The birthday of Emma Ihrer, seen as principal founder of Germany’s proletarian women’s movement, observed with a doodle.

Emma Ihrer
Emma Ihrer would have been 166 this Wednesday [Dictionnaires et Encyclopédies sur 'Academic']

Described as a “prolific writer” and hailed as the principal founder of Germany’s proletarian women’s movement, Emma Ihrer was born 166 years ago this Wednesday.

In her honour, Google is changing its logo in Germany to a doodle, or illustration, of her and other women from 19th century Germany.

Ihrer questioned some of the most fundamental societal assumptions of the time. This is her story.

Trade union leader

  • A working woman. Ihrer worked as a milliner, or hat maker, in Berlin, and this put her in close contact with the problems faced by working women at the time.

  • Moved by their plight, Ihrer took up her pen and became a prolific writer, authoring several papers and journals on the need for, and ways in which women could achieve, full equality.

  • Public speaker. She first spoke in public at a meeting on morality among workers and offered her views on how to improve worker morality. In 1883 she founded the Aid Society for Women Manual Workers with the aim of representing its members in the workplace, offering loans in emergencies and paying disability benefits.

  • Government resistance. In 1885 she and three other women founded the Society for Protection of Women Workers’ Interests. The society functioned as a support group to which doctors and lawyers offered their services free of charge.

  • Her work brought her into conflict with the government, which landed her in court on more than one occasion. The government tried to dissolve her society in 1886, but she continued transmitting her ideals of a better society through speeches delivered in various cities, towns, and villages.

  • She gained the support of the leadership of the Social Democratic Party and was regarded as one of the movement’s luminaries.

Societal assumptions

  • The value of women’s work. Ihrer questioned why women valued housework so highly when it was considered an inferior occupation by men.
  • She also critiqued “studies” that correlated the size of a person’s brain to their intelligence (supposedly “proving” that women were inferior). She famously stated that if that were the case, then whales could be sent to university instead.
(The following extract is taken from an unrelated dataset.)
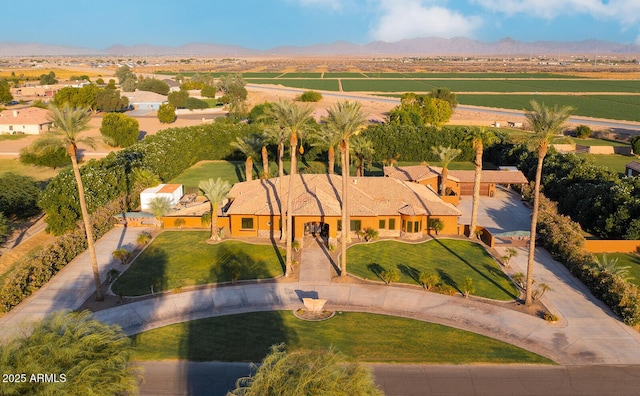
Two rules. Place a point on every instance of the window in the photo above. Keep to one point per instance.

  • Civic equality for women. In 1895 she called for a vote in parliament on granting full civic equality to women. She highlighted the divide between the bourgeois and proletarian female.

  • Ihrer was convinced that socialism would bring the social and economic emancipation of women. 

  • Her hard-fought battles brought women’s rights to the forefront of political discussions in the early 20th century and led to several legislative victories.